The Flames are at their 2023 All-Star break and have placed themselves firmly as a bubble playoff team. With 32 games remaining, and a dogfight stretch drive ahead in the Pacific Division, Calgary has numerous areas they can, and will likely need, to improve in. Highlighted here are the three biggest ones, at least for me.
The power play
At 19.1%, the Flames have a bottom third power play through 50 games. An improvement, even into the top half of the league, in the second half would go a long way for Calgary. Now, head coach Darryl Sutter believes power play percentages are outdated and prefers to look at goals for instead. Well, by that metric, the Flames are also a bottom third team having scored 30 goals on the man advantage.
There have been times when Calgary’s power play has looked anemic and stale. On the bright side, though, most of their shot and chance metrics have them in the NHL’s middle tier. With a little better finish, the Flames have a chance for better results down the stretch.
I do think Calgary is rolling out the right personnel on their first unit. As Ryan Pike has delved into in the past, the five players the Flames use on their top power play are historically the right choices. If Calgary can make meaningful strides in this area down the stretch, I’m confident they’ll be a playoff team. If they don’t it’ll be a lot more touch and go.
On the bright side, the Flames have a strong penalty kill that seems to be getting better as the season progresses. Even still, Calgary needs to reduce the amount of times shorthanded as they move towards the postseason.
As of this writing (Jan. 28), only the Florida Panthers have taken more minor penalties (221) than the the Flames at 194. And in terms of times shorthanded, it’s only Florida (190) and Arizona (182) ahead of Calgary’s 178. To make a long story short, the Flames take too many penalties.
As good as their penalty kill has been, spending as much time as they do shorthanded gets them out of their rhythm at five-on-five. And when players like Elias Lindholm, Chris Tanev, Mikael Backlund, and Tyler Toffoli are penalty kill mainstays, it can physically tax some of Calgary’s most important even strength drivers.
A strong penalty kill is an asset. The Flames just need to stop testing it as much as they have.
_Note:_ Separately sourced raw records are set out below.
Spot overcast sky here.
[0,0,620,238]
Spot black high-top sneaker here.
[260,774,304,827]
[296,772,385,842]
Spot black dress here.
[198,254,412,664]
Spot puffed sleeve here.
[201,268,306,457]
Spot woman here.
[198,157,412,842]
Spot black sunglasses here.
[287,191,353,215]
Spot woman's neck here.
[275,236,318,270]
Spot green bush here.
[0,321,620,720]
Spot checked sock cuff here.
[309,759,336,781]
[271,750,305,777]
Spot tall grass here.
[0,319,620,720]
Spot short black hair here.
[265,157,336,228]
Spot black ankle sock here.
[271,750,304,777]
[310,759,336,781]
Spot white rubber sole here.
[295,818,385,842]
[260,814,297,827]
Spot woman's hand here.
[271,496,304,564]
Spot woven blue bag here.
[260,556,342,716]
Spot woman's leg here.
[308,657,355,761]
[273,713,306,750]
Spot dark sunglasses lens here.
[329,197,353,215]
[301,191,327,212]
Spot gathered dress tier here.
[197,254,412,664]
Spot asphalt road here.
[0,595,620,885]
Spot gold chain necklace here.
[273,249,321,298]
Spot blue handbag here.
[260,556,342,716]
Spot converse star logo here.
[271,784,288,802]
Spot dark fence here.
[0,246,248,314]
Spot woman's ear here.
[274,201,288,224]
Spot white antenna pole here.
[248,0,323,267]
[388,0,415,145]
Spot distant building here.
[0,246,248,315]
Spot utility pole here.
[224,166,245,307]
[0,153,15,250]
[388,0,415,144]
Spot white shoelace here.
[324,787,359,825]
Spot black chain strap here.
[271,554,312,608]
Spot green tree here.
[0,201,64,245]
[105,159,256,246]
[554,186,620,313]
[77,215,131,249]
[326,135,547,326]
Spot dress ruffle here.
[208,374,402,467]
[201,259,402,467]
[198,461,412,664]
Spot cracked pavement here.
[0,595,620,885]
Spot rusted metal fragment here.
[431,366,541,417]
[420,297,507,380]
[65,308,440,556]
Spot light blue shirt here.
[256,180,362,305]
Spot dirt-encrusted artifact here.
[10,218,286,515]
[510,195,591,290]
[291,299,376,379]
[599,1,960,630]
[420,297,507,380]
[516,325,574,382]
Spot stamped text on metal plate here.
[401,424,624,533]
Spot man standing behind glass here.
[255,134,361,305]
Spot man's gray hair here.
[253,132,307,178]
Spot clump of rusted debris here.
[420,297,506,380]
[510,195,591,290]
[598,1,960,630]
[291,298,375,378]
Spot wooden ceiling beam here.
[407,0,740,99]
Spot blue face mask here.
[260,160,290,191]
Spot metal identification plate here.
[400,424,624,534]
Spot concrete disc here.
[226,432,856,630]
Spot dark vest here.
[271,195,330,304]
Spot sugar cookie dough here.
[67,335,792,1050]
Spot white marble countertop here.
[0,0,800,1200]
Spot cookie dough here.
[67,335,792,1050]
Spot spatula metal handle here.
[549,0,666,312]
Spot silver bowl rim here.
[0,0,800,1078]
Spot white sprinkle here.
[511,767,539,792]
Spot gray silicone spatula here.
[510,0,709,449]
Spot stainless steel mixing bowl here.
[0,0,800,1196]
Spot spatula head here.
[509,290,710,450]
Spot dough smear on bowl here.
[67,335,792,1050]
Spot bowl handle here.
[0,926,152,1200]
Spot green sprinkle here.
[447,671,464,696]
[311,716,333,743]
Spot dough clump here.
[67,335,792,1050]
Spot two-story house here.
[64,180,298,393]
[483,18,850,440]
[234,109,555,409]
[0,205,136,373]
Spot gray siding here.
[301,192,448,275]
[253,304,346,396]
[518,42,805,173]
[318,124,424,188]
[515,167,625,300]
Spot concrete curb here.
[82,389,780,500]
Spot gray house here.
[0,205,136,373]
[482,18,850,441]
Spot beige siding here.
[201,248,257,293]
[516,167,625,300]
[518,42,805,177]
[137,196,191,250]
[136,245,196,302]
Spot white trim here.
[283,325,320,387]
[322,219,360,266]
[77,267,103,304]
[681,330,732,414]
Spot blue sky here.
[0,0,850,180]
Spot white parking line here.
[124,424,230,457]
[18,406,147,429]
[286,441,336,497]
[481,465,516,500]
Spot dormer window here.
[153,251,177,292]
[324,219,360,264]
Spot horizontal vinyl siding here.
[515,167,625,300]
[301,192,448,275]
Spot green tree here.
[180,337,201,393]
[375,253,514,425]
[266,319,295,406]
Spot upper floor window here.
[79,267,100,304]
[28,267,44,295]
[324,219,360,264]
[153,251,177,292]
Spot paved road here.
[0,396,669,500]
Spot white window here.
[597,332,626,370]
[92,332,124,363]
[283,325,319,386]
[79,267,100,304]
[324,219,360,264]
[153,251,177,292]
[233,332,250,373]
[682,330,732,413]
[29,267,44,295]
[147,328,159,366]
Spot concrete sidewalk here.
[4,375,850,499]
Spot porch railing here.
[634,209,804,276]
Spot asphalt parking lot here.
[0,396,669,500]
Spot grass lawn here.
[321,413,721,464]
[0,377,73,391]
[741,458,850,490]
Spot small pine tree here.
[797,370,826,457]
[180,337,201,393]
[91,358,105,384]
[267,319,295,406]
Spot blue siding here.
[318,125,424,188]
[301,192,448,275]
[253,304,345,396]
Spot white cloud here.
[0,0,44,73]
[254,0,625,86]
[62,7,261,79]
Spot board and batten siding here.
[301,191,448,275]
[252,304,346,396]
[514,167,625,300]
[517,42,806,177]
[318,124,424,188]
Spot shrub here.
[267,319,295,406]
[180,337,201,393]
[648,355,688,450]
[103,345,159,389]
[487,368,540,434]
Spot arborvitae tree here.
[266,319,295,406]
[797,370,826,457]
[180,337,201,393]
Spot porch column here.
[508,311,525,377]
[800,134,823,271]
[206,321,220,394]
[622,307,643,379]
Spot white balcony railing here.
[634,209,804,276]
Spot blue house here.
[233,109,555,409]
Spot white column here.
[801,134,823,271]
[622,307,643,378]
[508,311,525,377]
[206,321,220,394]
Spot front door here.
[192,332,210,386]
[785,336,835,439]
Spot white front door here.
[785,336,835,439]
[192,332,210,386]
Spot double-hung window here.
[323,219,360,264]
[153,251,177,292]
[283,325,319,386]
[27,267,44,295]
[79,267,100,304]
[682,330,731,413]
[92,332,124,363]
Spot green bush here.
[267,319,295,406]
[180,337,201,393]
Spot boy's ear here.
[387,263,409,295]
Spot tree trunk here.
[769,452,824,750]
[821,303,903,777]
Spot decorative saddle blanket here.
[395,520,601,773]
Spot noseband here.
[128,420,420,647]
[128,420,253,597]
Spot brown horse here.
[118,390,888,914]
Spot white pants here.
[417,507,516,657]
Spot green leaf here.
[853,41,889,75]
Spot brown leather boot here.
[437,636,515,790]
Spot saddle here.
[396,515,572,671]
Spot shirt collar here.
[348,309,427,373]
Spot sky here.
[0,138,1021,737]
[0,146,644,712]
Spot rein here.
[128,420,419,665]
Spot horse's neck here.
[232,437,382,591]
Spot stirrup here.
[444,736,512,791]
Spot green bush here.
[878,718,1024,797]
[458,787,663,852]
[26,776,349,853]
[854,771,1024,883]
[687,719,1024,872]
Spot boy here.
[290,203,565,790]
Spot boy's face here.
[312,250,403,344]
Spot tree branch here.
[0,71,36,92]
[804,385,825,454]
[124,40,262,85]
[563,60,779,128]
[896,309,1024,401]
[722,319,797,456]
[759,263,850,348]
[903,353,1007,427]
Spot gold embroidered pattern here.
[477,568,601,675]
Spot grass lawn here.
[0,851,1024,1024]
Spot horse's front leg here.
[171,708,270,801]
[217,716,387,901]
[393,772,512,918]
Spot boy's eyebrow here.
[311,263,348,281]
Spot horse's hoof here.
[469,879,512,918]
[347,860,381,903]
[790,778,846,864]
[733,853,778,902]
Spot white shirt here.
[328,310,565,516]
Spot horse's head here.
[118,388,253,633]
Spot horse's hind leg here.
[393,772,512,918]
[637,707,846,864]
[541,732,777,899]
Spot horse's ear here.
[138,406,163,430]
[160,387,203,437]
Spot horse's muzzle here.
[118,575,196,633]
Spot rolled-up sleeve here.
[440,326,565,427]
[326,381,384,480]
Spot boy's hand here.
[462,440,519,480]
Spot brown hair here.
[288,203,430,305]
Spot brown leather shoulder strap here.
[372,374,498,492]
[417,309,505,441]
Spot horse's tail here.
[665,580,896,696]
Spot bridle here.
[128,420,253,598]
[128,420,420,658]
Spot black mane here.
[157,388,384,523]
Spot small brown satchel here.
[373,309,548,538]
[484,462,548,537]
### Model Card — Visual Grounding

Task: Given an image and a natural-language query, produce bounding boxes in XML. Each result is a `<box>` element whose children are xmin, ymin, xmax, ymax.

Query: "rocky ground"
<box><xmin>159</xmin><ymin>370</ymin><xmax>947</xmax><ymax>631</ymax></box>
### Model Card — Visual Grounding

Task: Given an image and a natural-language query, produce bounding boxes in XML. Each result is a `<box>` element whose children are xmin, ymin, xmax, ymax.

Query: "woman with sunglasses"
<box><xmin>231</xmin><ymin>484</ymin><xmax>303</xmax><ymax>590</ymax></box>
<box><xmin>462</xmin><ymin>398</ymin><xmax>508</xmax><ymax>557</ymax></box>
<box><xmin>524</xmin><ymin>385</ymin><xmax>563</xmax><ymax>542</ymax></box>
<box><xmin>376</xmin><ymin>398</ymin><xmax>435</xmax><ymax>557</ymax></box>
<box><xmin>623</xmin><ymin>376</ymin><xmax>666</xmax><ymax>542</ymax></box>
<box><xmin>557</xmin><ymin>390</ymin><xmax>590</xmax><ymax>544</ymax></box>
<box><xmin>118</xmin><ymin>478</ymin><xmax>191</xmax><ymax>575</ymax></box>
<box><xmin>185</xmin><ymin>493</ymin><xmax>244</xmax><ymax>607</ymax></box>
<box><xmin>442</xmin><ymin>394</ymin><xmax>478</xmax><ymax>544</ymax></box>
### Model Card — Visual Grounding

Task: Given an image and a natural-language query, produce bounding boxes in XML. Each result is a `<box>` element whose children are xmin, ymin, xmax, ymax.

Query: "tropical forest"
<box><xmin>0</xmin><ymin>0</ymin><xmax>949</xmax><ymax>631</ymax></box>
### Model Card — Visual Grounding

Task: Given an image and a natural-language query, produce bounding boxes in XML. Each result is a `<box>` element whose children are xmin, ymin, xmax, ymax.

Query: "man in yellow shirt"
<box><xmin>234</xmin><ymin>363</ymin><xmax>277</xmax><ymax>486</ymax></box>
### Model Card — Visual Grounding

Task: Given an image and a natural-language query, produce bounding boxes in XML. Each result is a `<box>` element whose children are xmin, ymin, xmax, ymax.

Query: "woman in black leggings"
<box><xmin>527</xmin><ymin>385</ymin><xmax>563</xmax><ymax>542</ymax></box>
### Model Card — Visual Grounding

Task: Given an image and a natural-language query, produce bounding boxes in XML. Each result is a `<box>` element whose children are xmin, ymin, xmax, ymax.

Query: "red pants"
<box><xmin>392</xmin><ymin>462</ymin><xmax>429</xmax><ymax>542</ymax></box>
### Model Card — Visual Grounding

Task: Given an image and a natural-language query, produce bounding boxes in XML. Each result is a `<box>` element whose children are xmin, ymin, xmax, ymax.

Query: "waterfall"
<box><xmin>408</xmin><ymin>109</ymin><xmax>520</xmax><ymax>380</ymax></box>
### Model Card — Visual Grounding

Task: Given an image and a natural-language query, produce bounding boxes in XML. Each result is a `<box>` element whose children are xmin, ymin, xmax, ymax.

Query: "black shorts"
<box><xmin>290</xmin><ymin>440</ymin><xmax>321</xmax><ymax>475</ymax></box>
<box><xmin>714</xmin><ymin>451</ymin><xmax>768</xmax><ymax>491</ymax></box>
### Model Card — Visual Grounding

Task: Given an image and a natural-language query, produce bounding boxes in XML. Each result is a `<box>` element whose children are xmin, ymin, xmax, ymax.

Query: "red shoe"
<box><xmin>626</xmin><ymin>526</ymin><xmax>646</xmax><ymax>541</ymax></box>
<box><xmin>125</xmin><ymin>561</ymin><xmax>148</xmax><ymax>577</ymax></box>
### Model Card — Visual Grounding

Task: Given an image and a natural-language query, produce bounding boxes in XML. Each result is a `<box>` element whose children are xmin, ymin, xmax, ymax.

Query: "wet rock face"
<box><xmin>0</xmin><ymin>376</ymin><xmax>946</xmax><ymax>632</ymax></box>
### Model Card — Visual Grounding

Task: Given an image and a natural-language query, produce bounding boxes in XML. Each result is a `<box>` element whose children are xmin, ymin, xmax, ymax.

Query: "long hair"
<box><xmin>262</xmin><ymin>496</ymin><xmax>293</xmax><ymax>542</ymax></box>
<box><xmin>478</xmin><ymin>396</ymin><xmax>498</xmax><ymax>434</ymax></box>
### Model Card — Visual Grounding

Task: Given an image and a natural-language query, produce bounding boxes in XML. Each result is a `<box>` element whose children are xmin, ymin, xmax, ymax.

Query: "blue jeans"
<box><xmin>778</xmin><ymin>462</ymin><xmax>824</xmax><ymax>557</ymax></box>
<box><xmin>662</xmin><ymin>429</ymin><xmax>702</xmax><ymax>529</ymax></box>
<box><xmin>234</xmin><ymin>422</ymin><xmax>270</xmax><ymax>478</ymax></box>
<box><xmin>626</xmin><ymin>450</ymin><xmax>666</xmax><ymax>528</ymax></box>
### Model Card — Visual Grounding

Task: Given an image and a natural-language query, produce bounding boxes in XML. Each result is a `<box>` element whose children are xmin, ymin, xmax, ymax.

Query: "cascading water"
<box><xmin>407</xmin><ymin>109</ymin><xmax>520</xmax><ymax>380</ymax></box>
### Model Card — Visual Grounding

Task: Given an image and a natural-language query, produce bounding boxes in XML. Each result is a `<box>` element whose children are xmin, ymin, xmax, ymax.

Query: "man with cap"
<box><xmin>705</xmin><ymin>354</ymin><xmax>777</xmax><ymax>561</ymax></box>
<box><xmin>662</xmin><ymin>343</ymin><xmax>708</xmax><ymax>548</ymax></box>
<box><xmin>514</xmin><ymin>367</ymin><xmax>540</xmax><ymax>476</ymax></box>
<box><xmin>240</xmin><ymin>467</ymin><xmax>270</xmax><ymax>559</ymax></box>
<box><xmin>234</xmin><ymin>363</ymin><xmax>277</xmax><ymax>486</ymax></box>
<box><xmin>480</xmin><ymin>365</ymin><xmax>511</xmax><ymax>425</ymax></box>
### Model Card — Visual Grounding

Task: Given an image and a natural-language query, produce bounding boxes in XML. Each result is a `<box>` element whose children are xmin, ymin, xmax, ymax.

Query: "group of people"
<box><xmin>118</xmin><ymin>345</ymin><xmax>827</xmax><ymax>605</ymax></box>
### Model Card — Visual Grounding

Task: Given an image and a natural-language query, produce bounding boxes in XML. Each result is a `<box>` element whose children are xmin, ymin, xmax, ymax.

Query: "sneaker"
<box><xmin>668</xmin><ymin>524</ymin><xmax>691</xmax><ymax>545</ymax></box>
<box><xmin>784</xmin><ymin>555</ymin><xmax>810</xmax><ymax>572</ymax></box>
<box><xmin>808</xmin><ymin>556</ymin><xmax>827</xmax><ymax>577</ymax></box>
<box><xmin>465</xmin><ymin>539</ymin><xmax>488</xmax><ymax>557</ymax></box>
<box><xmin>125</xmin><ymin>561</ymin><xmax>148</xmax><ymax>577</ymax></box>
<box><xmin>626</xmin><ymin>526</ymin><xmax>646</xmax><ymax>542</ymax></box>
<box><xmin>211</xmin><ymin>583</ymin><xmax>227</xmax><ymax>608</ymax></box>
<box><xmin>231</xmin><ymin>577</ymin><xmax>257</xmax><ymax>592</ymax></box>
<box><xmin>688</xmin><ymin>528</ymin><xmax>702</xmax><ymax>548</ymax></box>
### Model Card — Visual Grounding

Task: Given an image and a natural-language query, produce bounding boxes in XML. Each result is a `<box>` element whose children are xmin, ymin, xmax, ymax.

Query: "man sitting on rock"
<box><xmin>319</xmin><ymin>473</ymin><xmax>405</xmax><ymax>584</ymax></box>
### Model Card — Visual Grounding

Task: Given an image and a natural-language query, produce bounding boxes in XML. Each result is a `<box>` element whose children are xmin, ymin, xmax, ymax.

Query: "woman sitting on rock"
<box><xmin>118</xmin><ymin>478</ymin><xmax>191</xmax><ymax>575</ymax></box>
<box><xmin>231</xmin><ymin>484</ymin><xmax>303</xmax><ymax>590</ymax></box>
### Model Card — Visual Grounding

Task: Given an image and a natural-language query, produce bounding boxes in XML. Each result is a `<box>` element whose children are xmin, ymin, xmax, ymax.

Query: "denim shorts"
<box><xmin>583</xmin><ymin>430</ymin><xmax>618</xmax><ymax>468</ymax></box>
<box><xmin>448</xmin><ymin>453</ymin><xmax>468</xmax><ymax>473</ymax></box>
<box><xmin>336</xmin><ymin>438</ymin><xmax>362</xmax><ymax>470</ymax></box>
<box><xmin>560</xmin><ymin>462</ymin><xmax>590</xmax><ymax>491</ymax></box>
With 142 goals against on 1,384 shots against (subtracting seven empty net goals from the calculations), Calgary has an 0.897 save percentage through 50 games. When including those empty netters, the save percentage drops to 0.893, which puts them 24th overall. For a team with aspirations of a deep playoff run, that’s not going to get it done.
Save percentages are down across the league, so a strict comparison from one year to the next doesn’t tell the whole story. Still, the Flames finished at 0.913 last season with the same tandem, which is a significant swing. But because save percentages have fluctuated so much, it’s more telling to look at Calgary’s league rank. They were fifth overall last year, which doesn’t compare nicely to 24th so far this season.
Jacob Markstrom’s struggles, especially in the first quarter, have contributed greatly to the significant decline statistically. And, at 0.893 with more than half the season played, it’s going to be tough for Markstrom to finish anywhere close to his numbers from last year.
Dan Vladar has been a great story, boasts an 11-4-4 record, and has been the better of the two goalies thus far. But, despite Vladar earning more playing time down the stretch, his 0.904 save percentage leaves room for improvement, too.
The Flames had some of the NHL’s best goaltending last season, which was a huge reason why they were able to secure top spot in the Pacific Division. They’re in the bottom third this year and find themselves as a bubble playoff team. I don’t think that’s a coincidence.
If Calgary’s goaltending can creep into the middle of the league in their final 32 games, we should be talking about them heading back to the postseason.